QLoRA Supervised Fine-Tuning for LLaMA-2

Overview

Designed and implemented a full training and evaluation pipeline for LLaMA-2-7B-Chat using QLoRA as part of a 5-person independent study at Baruch College (Fall 2025), in collaboration with the ML & Data Science Club and Math Department. Working within the constraint of a single 16GB T4 GPU, the project focused on adapter-based fine-tuning for structured cover letter generation, intended for integration into a Chrome extension. I developed dataset cleaning heuristics and a structured prompt schema to reduce hallucinations across an 813-sample weakly supervised dataset, and evaluated outputs using ROUGE-L, BERTScore, and repetition ratio.

GitHub · HuggingFace Model


Technical Approach

Model Choice

LLaMA-2-7B-Chat was selected to balance memory usage, training stability, and generation quality. The 7B parameter size is large enough to produce coherent professional writing, while still being trainable on limited hardware via QLoRA. Critically, the base model is not already specialized for structured cover letter generation — out of the box it tends to produce generic, template-like responses, hallucinate qualifications, and ignore key input fields. These weaknesses made it a strong candidate for fine-tuning.

QLoRA Configuration

The base model was loaded in 8-bit NF4 quantization using bitsandbytes, with a LoRA adapter (rank=8, α=16) applied to the attention projection layers (q_proj, v_proj). This setup makes the 7B model trainable on a single T4 GPU while updating only a small subset of parameters — improving stability on a small dataset and keeping memory pressure manageable.

Dataset Cleaning

The raw dataset required significant preprocessing. A custom cleaning pipeline handled extraction of valid cover letter segments, artifact removal, whitespace normalization, EOS token appending, and truncation to 768 tokens. Roughly 10.2% of target examples were identified as low-quality or AI-generated — flat, ungrounded paragraphs with no structural consistency — providing weak supervision that the cleaning pipeline partially mitigated.

Prompt Schema

Each sample was transformed into a rigid three-section schema: Job Description, Applicant Resume, and an instruction block. Enforcing a strict, repeatable template was essential — LLaMA-style models are sensitive to prompt formatting, and consistent structure significantly improved the model’s ability to ground outputs in the provided fields and maintain the correct letter format (intro → body → closing).

Training Setup

  • Epochs: 4Batch size: 1Gradient accumulation: 4 (effective batch size of 4)
  • Precision: FP16Optimizer: Paged AdamW (32-bit)Quantization: 8-bit NF4
  • Training time: ~1–2 hours on a single NVIDIA T4 (16GB VRAM)

Results

Evaluation compared the fine-tuned model against base LLaMA-2-7B-Chat on a held-out test split, using ROUGE-L (structural alignment), BERTScore (semantic similarity), and repetition ratio (a proxy for hallucination and template-driven generation).

Full Test Set

ModelROUGE-L F1BERT-F1Repetition Ratio
Base0.3140.9010.428
Fine-Tuned0.5190.9330.361

Relative improvements: +65% ROUGE-L, +3.5% BERT-F1, −15.5% repetition.
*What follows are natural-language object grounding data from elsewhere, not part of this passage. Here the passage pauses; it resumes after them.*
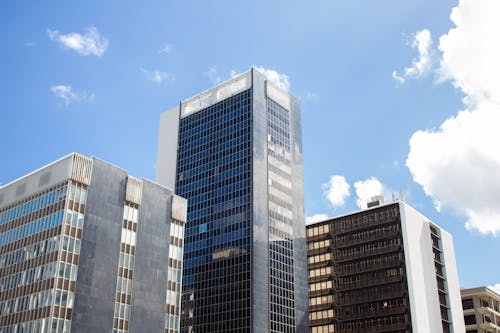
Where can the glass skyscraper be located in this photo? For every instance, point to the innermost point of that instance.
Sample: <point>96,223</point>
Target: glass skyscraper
<point>235,153</point>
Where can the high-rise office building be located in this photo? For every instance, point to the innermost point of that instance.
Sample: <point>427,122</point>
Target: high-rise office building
<point>235,153</point>
<point>84,247</point>
<point>383,269</point>
<point>481,307</point>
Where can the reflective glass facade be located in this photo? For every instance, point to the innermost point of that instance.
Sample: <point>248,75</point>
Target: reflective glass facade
<point>214,174</point>
<point>239,164</point>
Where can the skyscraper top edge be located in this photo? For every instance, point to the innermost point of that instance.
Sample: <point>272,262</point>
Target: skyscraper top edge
<point>228,88</point>
<point>40,169</point>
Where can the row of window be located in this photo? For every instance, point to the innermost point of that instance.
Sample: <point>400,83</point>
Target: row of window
<point>29,252</point>
<point>33,205</point>
<point>321,285</point>
<point>125,264</point>
<point>29,276</point>
<point>321,271</point>
<point>32,228</point>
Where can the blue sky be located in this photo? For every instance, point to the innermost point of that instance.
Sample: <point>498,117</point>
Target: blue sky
<point>94,76</point>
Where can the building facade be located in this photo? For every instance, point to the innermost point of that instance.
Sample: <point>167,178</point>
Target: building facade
<point>84,247</point>
<point>481,310</point>
<point>383,269</point>
<point>235,153</point>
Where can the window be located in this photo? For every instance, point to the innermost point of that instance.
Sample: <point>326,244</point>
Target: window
<point>467,303</point>
<point>470,319</point>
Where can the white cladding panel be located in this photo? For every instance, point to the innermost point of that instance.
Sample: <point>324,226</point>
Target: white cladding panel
<point>421,275</point>
<point>216,94</point>
<point>73,166</point>
<point>166,160</point>
<point>456,312</point>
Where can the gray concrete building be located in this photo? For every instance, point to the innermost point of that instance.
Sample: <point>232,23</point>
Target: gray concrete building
<point>481,307</point>
<point>85,247</point>
<point>235,152</point>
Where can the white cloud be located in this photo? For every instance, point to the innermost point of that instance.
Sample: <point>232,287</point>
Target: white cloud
<point>90,43</point>
<point>157,76</point>
<point>69,96</point>
<point>336,190</point>
<point>458,165</point>
<point>166,49</point>
<point>316,218</point>
<point>495,288</point>
<point>366,189</point>
<point>281,80</point>
<point>422,65</point>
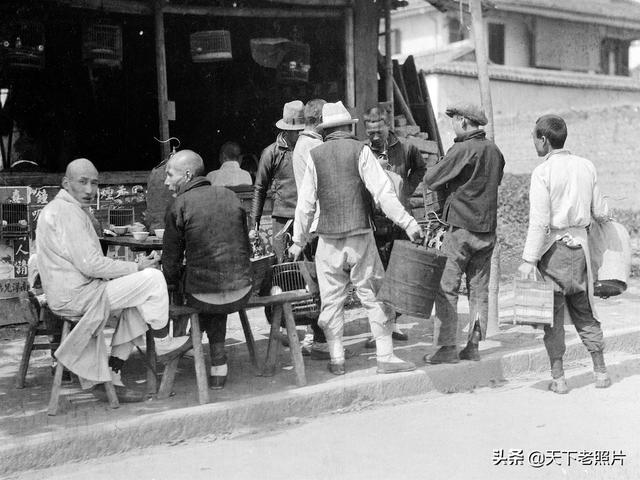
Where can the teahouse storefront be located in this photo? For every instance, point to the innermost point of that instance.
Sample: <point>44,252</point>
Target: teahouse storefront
<point>106,79</point>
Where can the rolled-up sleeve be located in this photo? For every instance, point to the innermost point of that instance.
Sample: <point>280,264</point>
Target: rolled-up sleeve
<point>380,187</point>
<point>306,207</point>
<point>539,218</point>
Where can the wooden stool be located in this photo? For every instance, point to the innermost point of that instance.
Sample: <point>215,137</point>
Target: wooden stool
<point>282,307</point>
<point>68,322</point>
<point>168,378</point>
<point>37,309</point>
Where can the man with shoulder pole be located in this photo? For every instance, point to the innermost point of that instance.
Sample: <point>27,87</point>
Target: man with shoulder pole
<point>564,196</point>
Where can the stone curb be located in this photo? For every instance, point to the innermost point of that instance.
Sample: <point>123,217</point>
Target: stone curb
<point>94,441</point>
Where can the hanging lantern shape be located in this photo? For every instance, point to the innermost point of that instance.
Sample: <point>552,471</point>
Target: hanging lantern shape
<point>295,64</point>
<point>102,45</point>
<point>211,46</point>
<point>23,44</point>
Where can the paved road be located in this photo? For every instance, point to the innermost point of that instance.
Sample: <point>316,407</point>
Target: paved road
<point>456,436</point>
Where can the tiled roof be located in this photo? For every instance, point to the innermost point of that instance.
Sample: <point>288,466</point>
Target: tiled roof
<point>537,76</point>
<point>611,9</point>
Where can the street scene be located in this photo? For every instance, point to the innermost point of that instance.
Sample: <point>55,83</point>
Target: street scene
<point>319,239</point>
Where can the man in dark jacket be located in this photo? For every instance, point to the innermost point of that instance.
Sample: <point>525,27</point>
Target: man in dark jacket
<point>206,227</point>
<point>405,167</point>
<point>469,174</point>
<point>275,171</point>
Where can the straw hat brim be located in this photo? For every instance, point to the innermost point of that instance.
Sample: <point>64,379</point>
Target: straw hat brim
<point>338,123</point>
<point>282,125</point>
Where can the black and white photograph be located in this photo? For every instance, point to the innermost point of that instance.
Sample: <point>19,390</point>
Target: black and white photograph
<point>319,239</point>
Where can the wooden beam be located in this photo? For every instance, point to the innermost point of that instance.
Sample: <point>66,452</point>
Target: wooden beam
<point>349,54</point>
<point>137,7</point>
<point>315,3</point>
<point>253,12</point>
<point>161,75</point>
<point>388,61</point>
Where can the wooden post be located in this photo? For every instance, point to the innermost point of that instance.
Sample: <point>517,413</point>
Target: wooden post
<point>387,57</point>
<point>482,62</point>
<point>349,54</point>
<point>475,7</point>
<point>161,73</point>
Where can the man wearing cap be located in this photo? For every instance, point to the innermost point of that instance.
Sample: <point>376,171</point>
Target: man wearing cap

Long-Form Outputs (≥500 characters)

Because short cover letters introduce high metric variance — small lexical differences produce disproportionately large score swings — long-form outputs provide a more reliable estimate of real-world performance.

ModelROUGE-L F1BERT-F1Repetition Ratio
Base0.3550.9110.429
Fine-Tuned0.5070.9340.397

Relative improvements: +43% ROUGE-L, +2.5% BERT-F1, −7.4% repetition.
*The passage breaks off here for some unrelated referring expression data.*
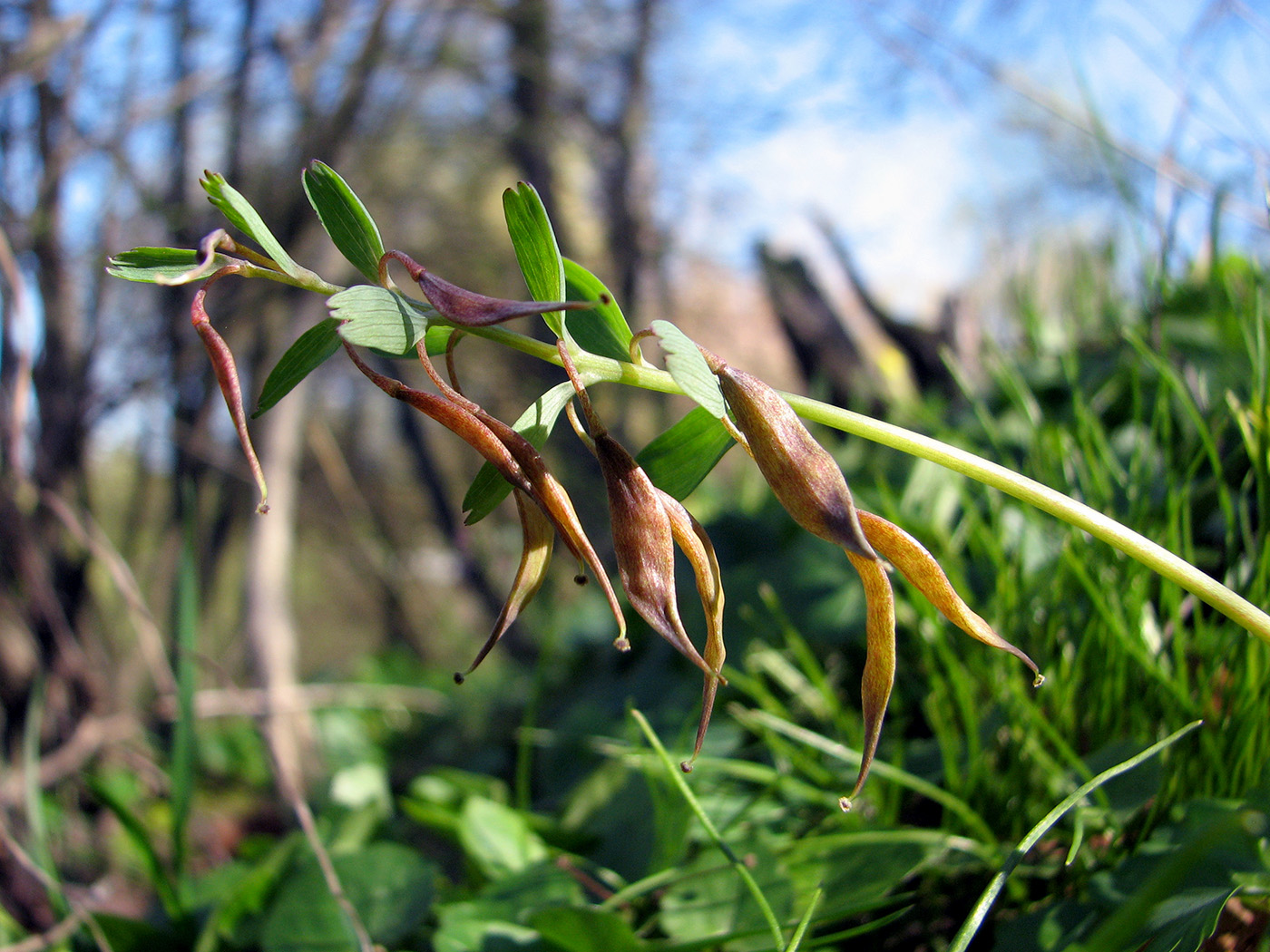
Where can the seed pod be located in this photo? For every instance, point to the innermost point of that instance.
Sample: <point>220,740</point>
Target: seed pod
<point>879,660</point>
<point>546,491</point>
<point>645,526</point>
<point>691,539</point>
<point>535,558</point>
<point>226,376</point>
<point>644,543</point>
<point>920,568</point>
<point>800,471</point>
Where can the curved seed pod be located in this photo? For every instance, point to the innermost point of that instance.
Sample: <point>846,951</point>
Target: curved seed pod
<point>644,533</point>
<point>535,559</point>
<point>800,471</point>
<point>226,377</point>
<point>454,418</point>
<point>644,543</point>
<point>546,491</point>
<point>920,568</point>
<point>466,307</point>
<point>692,541</point>
<point>879,660</point>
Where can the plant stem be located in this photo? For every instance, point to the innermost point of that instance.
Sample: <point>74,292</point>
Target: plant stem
<point>990,473</point>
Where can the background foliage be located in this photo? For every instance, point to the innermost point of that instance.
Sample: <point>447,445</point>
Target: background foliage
<point>150,624</point>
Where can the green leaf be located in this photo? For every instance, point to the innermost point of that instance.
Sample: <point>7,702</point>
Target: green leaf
<point>387,884</point>
<point>142,840</point>
<point>498,840</point>
<point>124,935</point>
<point>302,358</point>
<point>572,929</point>
<point>151,264</point>
<point>437,339</point>
<point>603,329</point>
<point>247,219</point>
<point>381,319</point>
<point>536,249</point>
<point>345,218</point>
<point>535,424</point>
<point>235,918</point>
<point>685,454</point>
<point>689,368</point>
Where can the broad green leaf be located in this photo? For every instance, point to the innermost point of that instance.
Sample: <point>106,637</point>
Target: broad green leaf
<point>685,454</point>
<point>150,264</point>
<point>238,911</point>
<point>689,368</point>
<point>603,329</point>
<point>535,424</point>
<point>581,929</point>
<point>345,218</point>
<point>437,339</point>
<point>381,319</point>
<point>247,219</point>
<point>305,355</point>
<point>498,840</point>
<point>465,927</point>
<point>142,840</point>
<point>536,249</point>
<point>387,884</point>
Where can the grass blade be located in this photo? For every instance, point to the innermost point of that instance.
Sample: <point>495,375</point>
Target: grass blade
<point>711,831</point>
<point>965,935</point>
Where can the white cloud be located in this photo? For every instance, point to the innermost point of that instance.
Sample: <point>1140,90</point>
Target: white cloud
<point>893,193</point>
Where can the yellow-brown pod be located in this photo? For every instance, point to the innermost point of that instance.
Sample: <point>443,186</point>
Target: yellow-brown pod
<point>800,471</point>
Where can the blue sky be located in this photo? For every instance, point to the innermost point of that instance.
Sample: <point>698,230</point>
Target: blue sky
<point>777,108</point>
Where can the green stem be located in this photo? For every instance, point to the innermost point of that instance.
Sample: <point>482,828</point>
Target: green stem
<point>1050,500</point>
<point>990,473</point>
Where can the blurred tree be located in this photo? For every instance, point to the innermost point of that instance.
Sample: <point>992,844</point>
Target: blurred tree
<point>104,121</point>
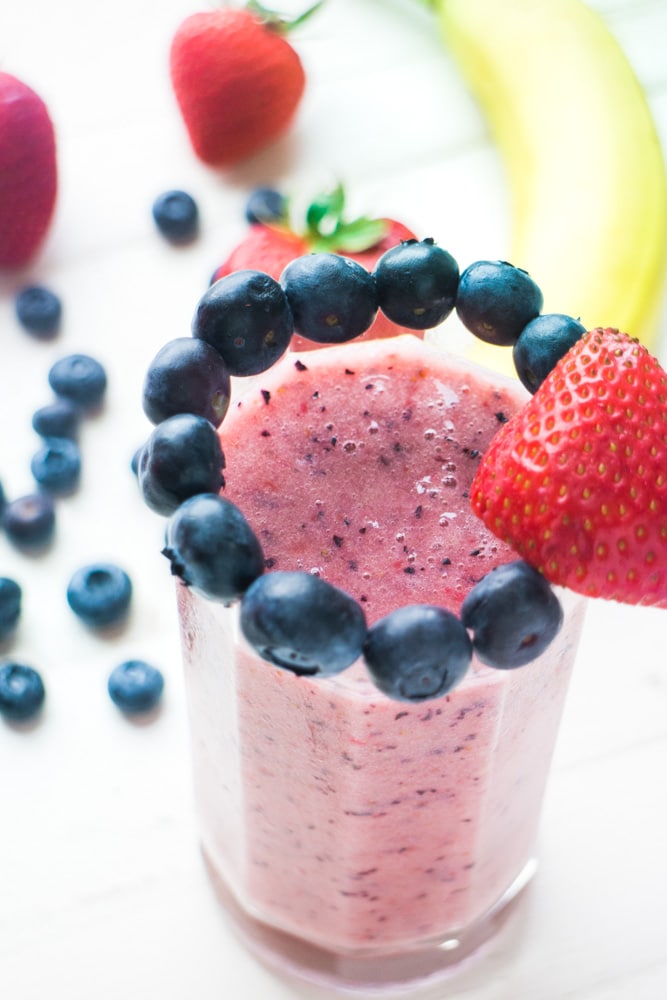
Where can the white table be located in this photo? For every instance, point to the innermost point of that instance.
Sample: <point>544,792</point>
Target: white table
<point>102,890</point>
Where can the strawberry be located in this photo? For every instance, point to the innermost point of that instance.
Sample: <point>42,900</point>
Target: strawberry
<point>576,481</point>
<point>28,172</point>
<point>237,80</point>
<point>270,248</point>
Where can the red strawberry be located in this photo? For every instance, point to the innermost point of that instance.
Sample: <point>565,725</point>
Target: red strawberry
<point>28,172</point>
<point>270,248</point>
<point>576,481</point>
<point>237,80</point>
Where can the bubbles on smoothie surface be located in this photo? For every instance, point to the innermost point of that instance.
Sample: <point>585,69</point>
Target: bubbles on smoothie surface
<point>364,482</point>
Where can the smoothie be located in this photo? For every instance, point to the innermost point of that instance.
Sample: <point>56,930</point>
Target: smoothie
<point>360,824</point>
The higher ROUGE-L variance in the fine-tuned model reflects greater flexibility in output length and structure, not instability — the substantially higher median (0.495 vs 0.323) confirms that improvements are consistent across most examples rather than driven by outliers.


Reflections

The clearest lesson from this project was how much prompt structure matters. Early experiments with loosely formatted prompts produced inconsistent outputs even after fine-tuning; switching to a rigid, repeatable schema was one of the highest-leverage changes in the whole pipeline.

The dataset limitations were the other major constraint. With ~10% of targets being low-quality AI-generated text, the model was sometimes learning from supervision that was itself worse than what a well-prompted base model would produce. This made evaluation genuinely tricky — in several short-form cases, the fine-tuned model’s output was qualitatively stronger than the reference, but received a lower ROUGE-L score because it diverged lexically. That tension between automated metrics and actual output quality is something I kept coming back to throughout the project, and I think it’s worth being honest about in any write-up: ROUGE-L tells you about overlap, not about whether the cover letter is actually good.

Future directions I’d want to explore: a lightweight classifier to filter training data for grounding quality, and fine-tuning LLaMA-2-13B or LLaMA-3-8B to see how much of the remaining gap is model capacity vs. data quality.